The incidence of nodal metastases at splenic hilum (station 10) ranges 10–20% of cases, but no survival advantage is reported adding splenectomy to carry out a D2 lymphadenectomy [48, 49, 51]. Hence reviews and consensus conferences are concordant to propose splenectomy only to obtain an R0 resection [5, 20].

While the nodal spread is associated to cancer site, the risk of nodal metastasis is related to depth of tumor invasion (pT). Nodal involvement varies markedly going from superficial to advanced cancers. Few studies describe nodal frequency by T status in Siewert type III patients (Table 2) [40, 41, 52]. Nodal involvement increases with depth of invasion, being more than 60% in T2 patients and mostly present in T3–4 cases.

Table 2 Nodal diffusion in Siewert III related to depth of tumor invasion (pT)

In summary, because of risk of nodal involvement and nodal diffusion, all patients ≥T1sm should undergo a D2 abdominal and inferior mediastinal lymphadenectomy. Probably patients diagnosed with T1m cancer might theoretically avoid lymphadenectomy, but definitive data are lacking. A D3 lymphadenectomy has been proposed for advanced cases but it is still debated.

Treatment strategy

Surgery aims to completely remove the cancer with clear margins and potentially involved nodes. Surgical approach principles remain valid also after multimodal treatments. Type of surgery is not modified by the clinical response to chemotherapy.

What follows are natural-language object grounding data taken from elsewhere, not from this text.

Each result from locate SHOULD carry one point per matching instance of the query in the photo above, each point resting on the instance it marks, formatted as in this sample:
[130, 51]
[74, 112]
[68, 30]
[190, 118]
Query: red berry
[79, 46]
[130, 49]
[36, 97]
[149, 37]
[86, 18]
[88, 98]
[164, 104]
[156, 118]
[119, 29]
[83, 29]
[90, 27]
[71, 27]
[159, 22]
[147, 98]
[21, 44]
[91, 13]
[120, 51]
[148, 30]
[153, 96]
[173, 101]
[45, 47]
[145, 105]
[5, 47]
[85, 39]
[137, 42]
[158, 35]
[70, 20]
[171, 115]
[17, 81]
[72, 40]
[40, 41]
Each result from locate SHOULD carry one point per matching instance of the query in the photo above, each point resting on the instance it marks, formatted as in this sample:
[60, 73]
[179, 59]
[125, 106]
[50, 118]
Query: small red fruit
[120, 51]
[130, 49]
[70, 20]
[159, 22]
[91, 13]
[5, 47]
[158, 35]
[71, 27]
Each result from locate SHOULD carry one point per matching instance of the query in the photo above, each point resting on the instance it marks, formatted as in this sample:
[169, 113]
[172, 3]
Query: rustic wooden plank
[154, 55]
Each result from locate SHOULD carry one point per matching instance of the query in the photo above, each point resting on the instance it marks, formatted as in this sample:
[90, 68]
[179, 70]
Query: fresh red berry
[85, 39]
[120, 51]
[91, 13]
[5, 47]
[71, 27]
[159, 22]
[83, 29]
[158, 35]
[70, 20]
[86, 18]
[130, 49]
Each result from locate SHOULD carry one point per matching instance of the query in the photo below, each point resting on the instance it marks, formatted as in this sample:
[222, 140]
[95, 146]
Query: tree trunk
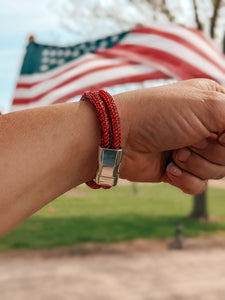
[200, 207]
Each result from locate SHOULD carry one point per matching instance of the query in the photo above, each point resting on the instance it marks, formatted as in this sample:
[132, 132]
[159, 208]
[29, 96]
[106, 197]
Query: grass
[113, 216]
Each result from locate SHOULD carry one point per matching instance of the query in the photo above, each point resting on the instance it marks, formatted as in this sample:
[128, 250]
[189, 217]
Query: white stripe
[177, 50]
[51, 83]
[112, 90]
[93, 79]
[30, 78]
[195, 39]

The typical surgical approach consists of total gastrectomy with, if necessary, resection of nearby organs to achieve an R0 resection [19].

In a Japanese randomized trial [53] and its results after a 10-year follow-up [54], a left thoraco-abdominal (LTA) approach for Siewert III with esophageal infiltration limited to 3 cm did not show any survival benefit compared to total gastrectomy and distal esophagectomy from a solo abdominal approach.

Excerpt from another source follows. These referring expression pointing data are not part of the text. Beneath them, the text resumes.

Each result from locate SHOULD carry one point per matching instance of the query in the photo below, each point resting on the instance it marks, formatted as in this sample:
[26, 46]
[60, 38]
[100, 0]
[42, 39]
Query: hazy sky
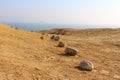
[61, 11]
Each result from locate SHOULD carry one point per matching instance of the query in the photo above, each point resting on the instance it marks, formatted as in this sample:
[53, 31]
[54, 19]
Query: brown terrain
[25, 56]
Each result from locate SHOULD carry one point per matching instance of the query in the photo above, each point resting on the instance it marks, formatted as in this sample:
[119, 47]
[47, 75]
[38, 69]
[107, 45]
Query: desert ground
[25, 56]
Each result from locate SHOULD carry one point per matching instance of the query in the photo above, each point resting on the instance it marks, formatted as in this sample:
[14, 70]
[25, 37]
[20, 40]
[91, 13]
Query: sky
[61, 11]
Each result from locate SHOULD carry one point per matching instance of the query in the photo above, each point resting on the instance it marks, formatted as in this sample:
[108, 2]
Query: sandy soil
[24, 56]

For T1sm and more advanced cancers, the correct approach requires 5 cm of clear proximal margin. An abdominal approach is possible only if the invasion of the esophagus is limited to 2 cm. In case of esophageal invasion of more than 2 cm, adequate margins cannot be obtained through a solo abdominal approach. Moreover, the risk of inferior mediastinal N + increases significantly, making a trans-thoracic approach necessary [49, 50].

Clear 5 cm distal margins are also required: hence a total gastrectomy is normally needed. Furthermore, a total gastrectomy is necessary to obtain a complete abdominal lymphadenectomy. Splenectomy is recommended to reach an R0 resection, but not to carry out lymphadenectomy.

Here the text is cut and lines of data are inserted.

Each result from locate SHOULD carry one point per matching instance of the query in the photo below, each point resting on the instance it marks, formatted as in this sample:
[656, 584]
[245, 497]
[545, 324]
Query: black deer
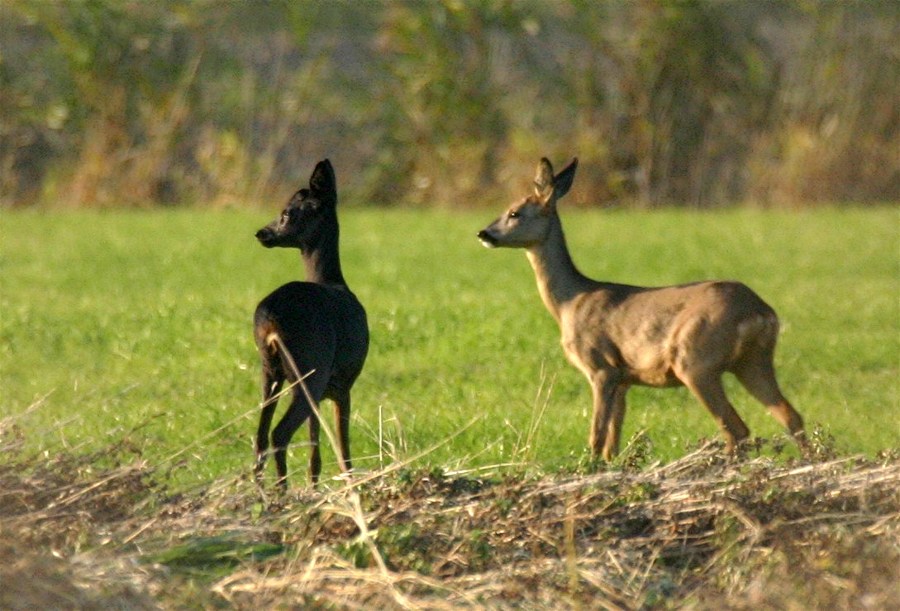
[320, 323]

Reconstruction of the digestive tract can be achieved with a Roux-en-y esophago-jejunal anastomosis, performed via a solo abdominal approach if esophageal invasion is inferior to 2 cm or else with a trans-thoracic approach.

Conclusions

In conclusion, Siewert III cancers are gastric cancers with some peculiarities and require dedicated studies and deserve more consideration in the current literature, especially because their treatment is particularly challenging.

The treatment of Siewert III cancer requires a total gastrectomy and distal esophagectomy, with 5 cm of clear proximal and distal margins and a D2 abdominal and inferior mediastinal lymphadenectomy. D3 lymphadenectomy might be considered in advanced cases.

Multimodal treatments are indicated in all locally advanced and node positive Siewert III patients and surgical principles remain unaltered after multimodal treatments.